Your Letters – December 2011
Soldiers: not cared for then, not cared for now
I read Ian Macrae’s editorial (“Casualties of more than war”,
Disability Now, November 2011) with some interest. In my experience, no
disabled ex-serviceman has ever received proper help. Nor have I.
I was injured defusing IRA bombs in Northern Ireland and dumped in an
NHS hospital where staff were told I’d probably die. Shoved into a side
room out of the way, I spent four days in a coma and got minimal care.
When I regained consciousness, a penpusher from the MOD told me I should
have died and should not expect any compensation for living. He was
right: since then I have received no benefits and no pension.
That was 26 years ago. It’s only in the last two years that I’ve managed
to get DLA. They even tried to take my Incapacity Benefit off me last
year, on the grounds that I should have been getting a government
pension, and the local authority wrongly included a war pension in my
income when assessing me for housing and council tax benefits on the
basis that
I ought to be getting one. They wouldn’t listen even after I sent them the MOD’s letter of refusal.
I still don’t get the NHS help that I need because they can’t supply it,
and so I live in chronic pain. Only in the last two years has my income
gone above £100 since my accident.
There is no covenant of any kind between service personnel and
government, and the current Government is trying to rip us off even more
than the last lot.
It’s been over 360 years since Oliver Cromwell introduced professional
soldiers and we’re no closer to getting real help now than we were then.
Ken Walters, Ormskirk, Lancashire
Recycling? No thanks
My wife recently passed away after 15 years coping with a brain
haemorrhage, and I’ve had to throw away the valuable things she left
behind.
These have included unopened sealed tablets, sealed bottles of medicines
delivered just before her passing, six sealed bottles of feeds (18 to a
case), seven unopened packs of incontinence pads (28 to a pack) that I
fought to get but which the district nurses now have no interest in
taking from me.
These are things that many people have to pay for, and that I could have
given them for free. It makes me feel that this country has gone mad.

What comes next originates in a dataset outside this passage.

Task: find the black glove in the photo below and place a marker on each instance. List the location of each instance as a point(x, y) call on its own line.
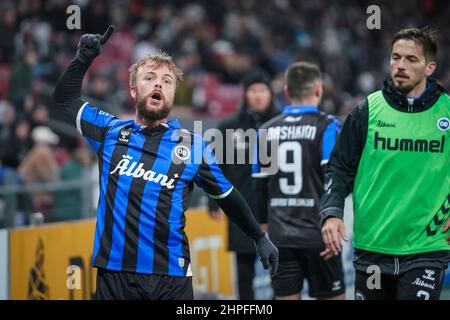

We can’t even send them to Third World countries.
Anyone know how to recycle a wheelchair?
Norman Taylor, Neath, Glamorgan
ALS's 'misleading' signs
We read with interest Anne Wollenberg’s piece (“Signs of better
access in court”, Disability Now, November 2011) about the recent
outsourcing of interpreting and translation services to one supplier,
ALS, by the Ministry of Justice.
In this piece, Ms Wollenberg quoted Anthony Walker of ALS on purported
discrepancies in assessment standards between spoken language
interpreters and BSL practitioners. While we support our deaf and
deaf-blind interpreter colleagues, we feel we must respond to these.
Spoken language interpreters are most commonly assessed as fit to
practise by the Chartered Institute of Linguists’ associated charity,
IoL Educational Trust, through an examination called the Diploma in
Public Service Interpreting (DPSI). The DPSI is a professional
qualification that has been developed and tested since the Institute
recognised the need for regulated public service interpreters in the UK
in 1983.
The qualification is robust and rigorous and tests an interpreter’s
ability to operate to the highest standards of professional practice. It
is accredited by Ofqual and entered on the Qualifications Credit
Framework (QCF) at Level 6, the same level as the Signature Level 6 NVQ
Diploma in Sign Language Interpreting, the qualification certifying
fitness to practise for those who want to become a British Sign
Language/ English Interpreter.
For Mr Walker to state that BSL practitioners have “faced and met far
higher standards of assessment and scrutiny of their skills than those
working with foreign languages” is therefore not only misleading but
false.
Sarah Heaps, Marketing, Communications and PR Manager Chartered Institute of Linguists
Getting a ticket can also be a problem
I get really annoyed when people presume that because we walk we do not need a Blue Badge.
I live alone and cannot afford to pay someone to come with me when I go
out once a week. When I go out, I have to do everything for myself. The
trouble is, I find it almost impossible to park, then walk to the ticket
machine, then queue to use it, then walk back to the car with the
ticket, and only then walk to wherever I wanted to go in the first
place.
This means I only go to places where there is free parking, and that
means driving 13 miles rather than to my nearest shopping centre just
over a mile away. Even then I have to use a wheelchair-accessible café
for a good sit-down before I start browsing the shops.
Hospitals also cause me problems as they require the purchase of parking
tickets. I dread going and feel that my health is suffering
consequently.
I have emailed the NHS about this problem. So far, nothing has changed.